Ecological Metadata Language (EML)
https://eml.ecoinformatics.org/
GNU General Public License v2.0
40 stars 15 forks source link

authentication element should have its method attribute required #276

Open mobb opened 7 years ago

mobb commented 7 years ago

In the physical tree, the authentication element has an optional element "method". But the authentication (eg, md5 hash) is essentially useless without knowing the method. We suggest that the attribute be required.

https://knb.ecoinformatics.org/#external//emlparser/docs/eml-2.1.1/./eml-physical.html the EDI group has a

amoeba commented 7 years ago

I like this 💯. What other types of authentication were envisioned when this module was designed? IIRC this was also to support describing resources that require an authentication mechanism to access such as LDAP. In that case, the authentication doesn't make sense without the method unless we can guess.

Are there other use cases of the authentication element where method would should not be required? Maybe a @mbjones question, or others.

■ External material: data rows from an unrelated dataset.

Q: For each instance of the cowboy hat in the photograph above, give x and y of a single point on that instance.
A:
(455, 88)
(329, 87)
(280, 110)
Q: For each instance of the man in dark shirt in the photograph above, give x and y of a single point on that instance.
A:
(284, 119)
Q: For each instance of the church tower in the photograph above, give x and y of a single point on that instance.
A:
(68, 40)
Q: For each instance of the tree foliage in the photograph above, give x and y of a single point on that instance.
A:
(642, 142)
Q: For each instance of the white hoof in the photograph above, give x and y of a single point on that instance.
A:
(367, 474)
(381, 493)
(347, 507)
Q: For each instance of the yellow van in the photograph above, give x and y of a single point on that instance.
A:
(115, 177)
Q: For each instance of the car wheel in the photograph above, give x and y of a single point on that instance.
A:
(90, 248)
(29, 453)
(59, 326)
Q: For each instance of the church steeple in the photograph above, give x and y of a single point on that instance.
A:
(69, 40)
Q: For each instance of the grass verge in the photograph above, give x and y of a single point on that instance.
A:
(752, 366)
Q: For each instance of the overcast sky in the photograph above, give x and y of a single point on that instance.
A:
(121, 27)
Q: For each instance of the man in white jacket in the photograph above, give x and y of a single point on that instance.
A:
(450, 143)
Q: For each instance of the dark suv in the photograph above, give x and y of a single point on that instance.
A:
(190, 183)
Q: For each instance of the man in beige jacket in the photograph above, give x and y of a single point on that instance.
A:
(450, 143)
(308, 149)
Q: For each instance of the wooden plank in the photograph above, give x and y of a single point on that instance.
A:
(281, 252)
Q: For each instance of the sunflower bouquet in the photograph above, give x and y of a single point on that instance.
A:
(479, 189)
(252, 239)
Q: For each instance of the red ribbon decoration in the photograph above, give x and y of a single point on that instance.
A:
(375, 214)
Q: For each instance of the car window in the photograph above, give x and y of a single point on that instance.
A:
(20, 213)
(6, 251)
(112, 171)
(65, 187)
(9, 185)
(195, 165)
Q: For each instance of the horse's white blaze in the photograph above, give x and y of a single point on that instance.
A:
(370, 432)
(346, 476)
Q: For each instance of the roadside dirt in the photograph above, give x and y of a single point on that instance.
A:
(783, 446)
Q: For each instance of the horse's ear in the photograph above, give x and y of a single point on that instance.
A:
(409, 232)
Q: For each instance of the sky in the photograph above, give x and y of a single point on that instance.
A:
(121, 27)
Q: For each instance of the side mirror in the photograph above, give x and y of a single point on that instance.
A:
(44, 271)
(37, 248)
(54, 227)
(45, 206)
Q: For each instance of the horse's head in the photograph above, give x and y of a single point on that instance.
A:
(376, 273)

mbjones commented 7 years ago

The authentication field name was poorly chosen, as it leads to confusion as evidenced by Bryce's interpretation of the field. This is a field to hold checksum values in order to authenticate that the file contents are unmodified. IMO, the field should have been called 'checksum'. The method should be one of the well known checksum methods, including md5, sha-256, etc. The examples in the documentation should make this clear.

I am supportive of requiring the method attribute, but note that this will likely make some historical documents invalid. In the past, we have tried to minimize introducing new hard requirements unless there is clearly something broken. As you say, @mobb, one can't really use the value without the method. So, it may qualify. If we do change it, we should also consider being more explicit about the vocabulary to be used to indicate the method.

DataONE recognizes the Library of Congress list of cryptographic hash algorithms that can be used as names in this field, and specifically uses the madsrdf:authoritativeLabel field as the name of the algorithm in this field. See Library of Congress Cryptographic Algorithm Vocabulary.

So, given a breaking change, should we also take this opportunity to rename the field to something more intelligible, such as checksum? Thoughts @mobb, @csjx, and @amoeba ?

amoeba commented 7 years ago

👍 on the element name change 👍 on changing the method attribute to required. I'd worry users wouldn't include the method if the validator doesn't complain

mobb commented 7 years ago

This suggestion was the result of a conversation in our EML metadata congruence checking group - where we are using the authentication element to check congruence of an asserted checksum to the one calculated by the system (PASTA) at download. Our check includes looking for the presence of the method attribute, so having it required by the schema is not really necessary. It was our implementation discussion that highlighted this need, and prompted this discussion.

We also thought that the element name could have be clearer, but breaking backward compatibility is rather dire. I'll put this this up with the group at our next session (probably this week).